The Worst Companies to Work for: What a Recent Report Tells Us

The best companies to work for have customized development plans, supportive managers, effective incentives, and opportunities for advancement, among other attributes. What do the worst companies to work for have (or lack)? USA Today recently shared findings of a report the Wall Street Journal did in which it analyzed employer rankings posted to the site, Glassdoor.

An analysis of the report, published in USA Today, offers insights into what employees consider problems, among them poor work-life balance. When you think of your company’s culture, how does work-life balance stack up as a priority? I had a friend years ago who worked at a recruiting firm. She shared with me that applicants who express a desire for “work-life balance” were considered to have a strike against them. This was more than 10 years ago. Have things changed? Or is it still that way at your company—that an applicant who expresses a desire for work-life balance would be less likely to be hired?

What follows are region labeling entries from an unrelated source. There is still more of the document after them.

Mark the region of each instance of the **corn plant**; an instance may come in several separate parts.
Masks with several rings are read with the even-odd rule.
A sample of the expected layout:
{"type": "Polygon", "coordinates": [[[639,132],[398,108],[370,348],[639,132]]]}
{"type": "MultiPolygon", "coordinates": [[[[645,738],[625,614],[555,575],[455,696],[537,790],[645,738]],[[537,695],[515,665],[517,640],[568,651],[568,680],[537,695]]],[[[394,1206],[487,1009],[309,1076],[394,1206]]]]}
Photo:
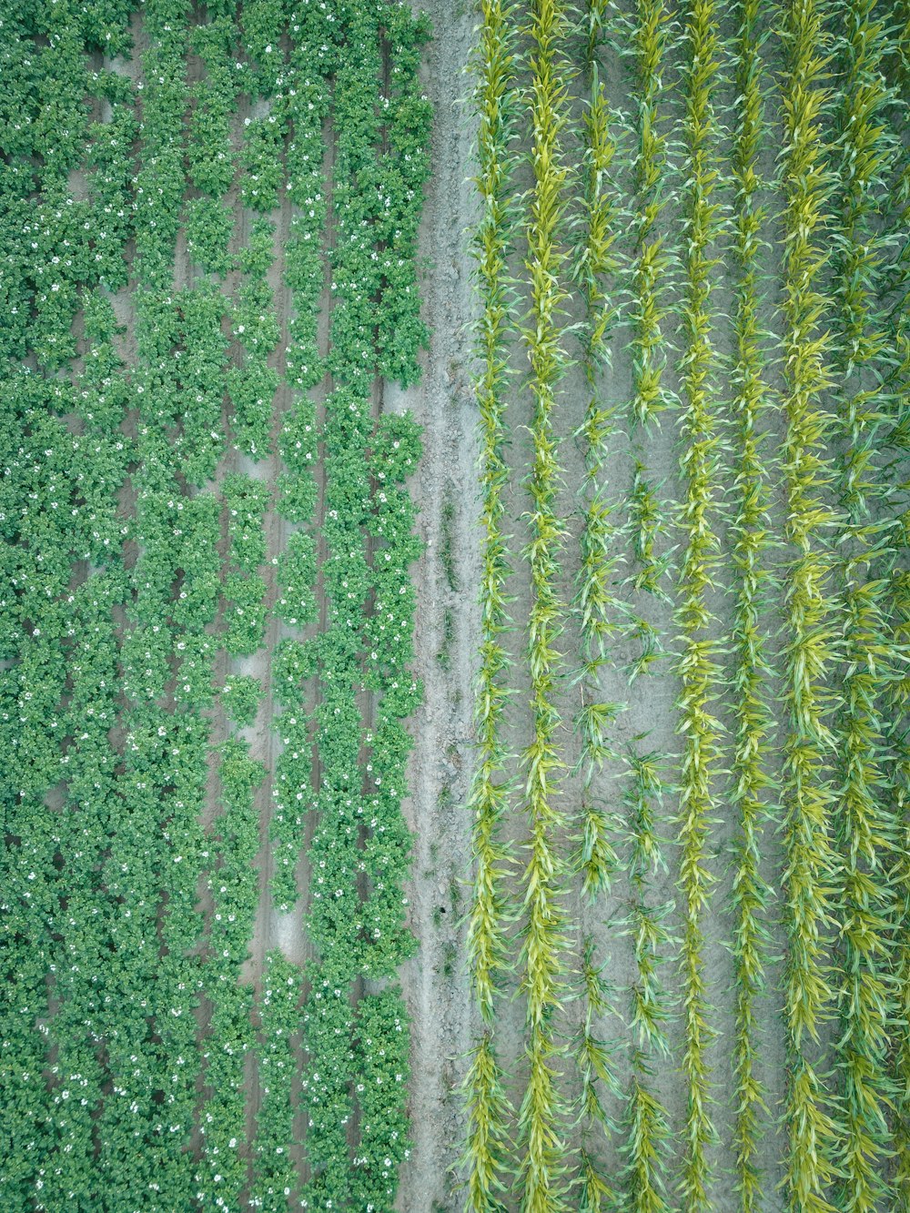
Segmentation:
{"type": "Polygon", "coordinates": [[[476,184],[483,212],[476,238],[477,281],[483,300],[478,353],[483,368],[477,385],[482,427],[482,639],[480,673],[476,713],[479,740],[477,773],[471,791],[474,826],[474,890],[468,921],[467,949],[471,979],[483,1036],[477,1043],[466,1078],[470,1107],[465,1152],[467,1208],[500,1207],[505,1151],[508,1140],[508,1104],[494,1048],[494,1023],[499,981],[508,966],[508,909],[504,882],[511,856],[501,838],[501,819],[508,803],[506,754],[501,739],[507,702],[505,671],[508,657],[502,633],[508,627],[506,580],[510,574],[507,539],[502,534],[502,490],[508,479],[504,455],[505,389],[507,386],[507,334],[510,286],[506,256],[512,216],[510,183],[516,106],[514,7],[487,0],[482,8],[477,55],[478,82],[474,106],[479,118],[476,184]]]}
{"type": "Polygon", "coordinates": [[[830,338],[821,275],[823,235],[831,190],[824,165],[821,118],[827,39],[815,0],[791,0],[784,12],[787,49],[783,79],[784,193],[783,341],[787,489],[786,539],[795,556],[787,569],[784,700],[789,714],[784,750],[784,842],[787,957],[785,1020],[789,1058],[785,1123],[787,1208],[830,1209],[825,1190],[835,1174],[835,1128],[824,1106],[823,1076],[809,1055],[830,1014],[826,964],[834,855],[829,728],[831,696],[823,682],[832,660],[834,620],[826,545],[836,520],[826,501],[831,482],[825,442],[831,417],[821,394],[831,382],[830,338]]]}
{"type": "Polygon", "coordinates": [[[840,797],[837,972],[843,1029],[838,1040],[841,1107],[837,1117],[842,1180],[837,1207],[870,1213],[894,1191],[886,1175],[892,1086],[886,1058],[893,1019],[889,980],[894,898],[891,887],[897,821],[886,792],[882,707],[891,679],[891,638],[885,615],[887,581],[877,576],[893,528],[874,516],[887,491],[876,467],[883,399],[878,387],[888,335],[875,286],[886,245],[877,229],[883,181],[894,141],[883,124],[888,90],[881,73],[885,24],[870,0],[852,0],[842,39],[840,106],[840,230],[835,255],[835,400],[843,454],[838,488],[844,526],[838,540],[843,600],[844,673],[835,722],[840,797]]]}
{"type": "Polygon", "coordinates": [[[736,575],[732,679],[735,745],[733,805],[738,813],[733,881],[735,962],[735,1127],[736,1183],[743,1213],[757,1213],[763,1192],[758,1169],[762,1131],[767,1126],[767,1092],[758,1075],[757,998],[764,987],[770,890],[761,873],[764,822],[772,813],[777,781],[768,770],[772,716],[766,680],[772,671],[762,625],[763,593],[774,546],[768,517],[770,471],[763,454],[768,438],[770,392],[766,382],[767,352],[760,328],[760,241],[764,207],[758,200],[758,158],[763,143],[763,64],[760,0],[743,0],[738,10],[735,79],[738,118],[733,150],[736,187],[734,258],[734,399],[736,418],[736,517],[733,565],[736,575]]]}
{"type": "MultiPolygon", "coordinates": [[[[636,739],[638,741],[641,739],[636,739]]],[[[654,1090],[655,1069],[669,1065],[670,1042],[666,1024],[670,1006],[660,980],[660,967],[672,945],[666,921],[672,902],[655,904],[650,887],[666,872],[659,811],[664,790],[662,761],[656,753],[638,753],[630,747],[625,795],[629,824],[627,871],[631,904],[621,930],[632,938],[636,976],[630,993],[632,1036],[632,1080],[626,1095],[626,1166],[624,1208],[633,1213],[669,1213],[666,1155],[671,1131],[666,1107],[654,1090]]]]}
{"type": "MultiPolygon", "coordinates": [[[[615,41],[630,59],[629,82],[635,93],[631,120],[632,201],[629,216],[632,250],[629,264],[631,296],[627,323],[631,328],[629,355],[632,395],[629,429],[633,437],[635,471],[627,500],[627,525],[635,556],[629,581],[636,591],[665,597],[662,580],[670,554],[659,551],[656,540],[665,529],[659,485],[653,483],[647,459],[649,434],[660,425],[660,415],[673,403],[664,383],[666,369],[665,324],[667,287],[673,257],[666,245],[661,222],[669,203],[667,133],[664,69],[673,13],[665,0],[636,0],[630,13],[616,21],[615,41]]],[[[641,639],[639,657],[630,666],[630,682],[649,671],[664,655],[659,632],[639,615],[633,632],[641,639]]]]}
{"type": "MultiPolygon", "coordinates": [[[[888,79],[899,103],[888,115],[900,132],[904,148],[910,133],[906,97],[910,95],[910,4],[902,0],[894,10],[894,25],[888,32],[888,79]]],[[[903,165],[894,173],[888,200],[888,228],[895,237],[893,263],[887,275],[885,303],[889,370],[883,383],[887,393],[888,425],[885,446],[894,484],[894,534],[892,560],[886,565],[889,580],[886,598],[887,630],[892,653],[897,656],[898,677],[892,678],[886,696],[889,770],[889,799],[894,814],[897,839],[893,884],[894,950],[892,955],[895,992],[889,1075],[894,1086],[893,1164],[894,1205],[910,1209],[910,156],[904,152],[903,165]]],[[[895,665],[897,665],[895,662],[895,665]]]]}
{"type": "Polygon", "coordinates": [[[558,805],[561,719],[554,704],[562,654],[556,649],[564,613],[559,600],[559,552],[563,526],[556,513],[559,484],[553,412],[565,365],[561,312],[565,290],[559,283],[565,252],[561,221],[568,170],[559,137],[567,120],[568,66],[561,42],[568,18],[558,0],[535,0],[529,23],[529,120],[533,186],[528,206],[527,258],[530,311],[522,340],[530,363],[534,448],[528,478],[533,508],[528,514],[531,602],[528,620],[528,660],[533,740],[523,754],[525,808],[530,822],[524,870],[524,923],[521,951],[522,992],[525,996],[529,1040],[528,1084],[518,1114],[517,1186],[522,1209],[544,1213],[565,1208],[568,1167],[563,1129],[565,1110],[557,1089],[558,1041],[556,1016],[565,995],[564,892],[567,864],[561,853],[565,815],[558,805]]]}
{"type": "Polygon", "coordinates": [[[682,302],[684,352],[679,364],[686,411],[682,416],[686,482],[681,528],[686,549],[679,568],[682,656],[678,699],[683,753],[679,778],[679,889],[683,895],[682,981],[687,1083],[686,1156],[681,1194],[687,1209],[709,1208],[711,1168],[706,1147],[716,1140],[711,1122],[709,1046],[716,1035],[707,1024],[710,1012],[704,978],[703,918],[713,877],[707,866],[707,835],[717,804],[712,784],[720,752],[720,723],[711,711],[717,699],[720,667],[712,638],[707,596],[720,547],[716,471],[718,438],[711,406],[717,355],[711,343],[712,246],[718,235],[718,204],[713,200],[717,159],[713,87],[717,74],[717,15],[712,0],[693,0],[687,12],[686,42],[689,58],[686,84],[687,177],[689,181],[686,238],[686,289],[682,302]]]}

Of course, all the work-life balance in the world doesn’t matter if you feel under-paid. That brings me to another question: How do you determine fair pay for each position at your company? Is it a matter of the market and economics, or a matter of employee perception? If your market analysis shows the local job market pays an average of $50,000 for a particular position, but the employees who are in that position feel under-paid, do you have a problem? If you discover this perception among your employees, what do you do? It may be that the average company pays $50,000 for the position, but that, based on their interactions with colleagues at other companies, the employees are doing more work than the average person in their kind of position.

Executive disenchantment is another reason some employees are dissatisfied with their employer. I remember hearing at a former company that the CEO would make a $100 million bonus if he made the financial goals set for him by the board of directors. With many layoffs, and an ungenerous salary given to most of the employees I knew, this made me angry. Regardless of his financial feats, I didn’t feel he would ever deserve $100 million. Instead of giving him the fat bonus, why not raise everyone’s salaries by a certain percentage if the company met its financial goals? Does your company do something similar—offer huge incentive packages to top executives while keeping salaries low for a large swath of the company’s employees? One of the reasons employees may have an angry attitude is they’ve caught on to the practice and feel they are being taken advantage of, or even stolen from. How do you fix this situation?

Another theme of companies ranked low by employees is pessimism about the company’s future. I remember a former company I worked for—where I began my career in my first full-time job—reminded me of working in an orphanage. Everything was old in the office, and there were no perks other than the occasional gratis end-of-day drinks. When I moved to my next company, and I was treated to a holiday party in a venue outside the office with a generous buffet, I thought I had won the lottery. What modest perks and niceties can you offer employees to give them a sense of plenty? One reason an employee may not have hope for the future of a company is because the company’s belt-tightening measures are so severe. How do you balance fiscal responsibility with enough luxury to keep employees hopeful that you have the means to invest not just in their salary and benefits, but in growing the company itself?

Not surprisingly, unhappy employees don’t tend to recommend their employer to friends—but may do so to “frenemies,” right? That’s a problem in recruitment, as many a valuable employee can be found from a high-performing employee recommending a friend for the job. If you know one employee is capable and well liked, you get a sense of security when that highly valued person suggests another candidate he or she personally endorses for a job. This leads to a fundamental problem with companies employees don’t like working for—an inability to grow. There’s a pact you make with employees: They fulfill their duties well, sometimes working above and beyond what you initially asked them to do, and you treat them well, meaning pay them sufficiently and make them feel they have a high quality of work life. What happens when you don’t fulfill your end of the bargain? Employees will leave when they can, and, worse yet, they’ll tell their friends not to give you a chance.

What do you do to secure a high level of performance for your customers while keeping employees happy and engaged at the same time?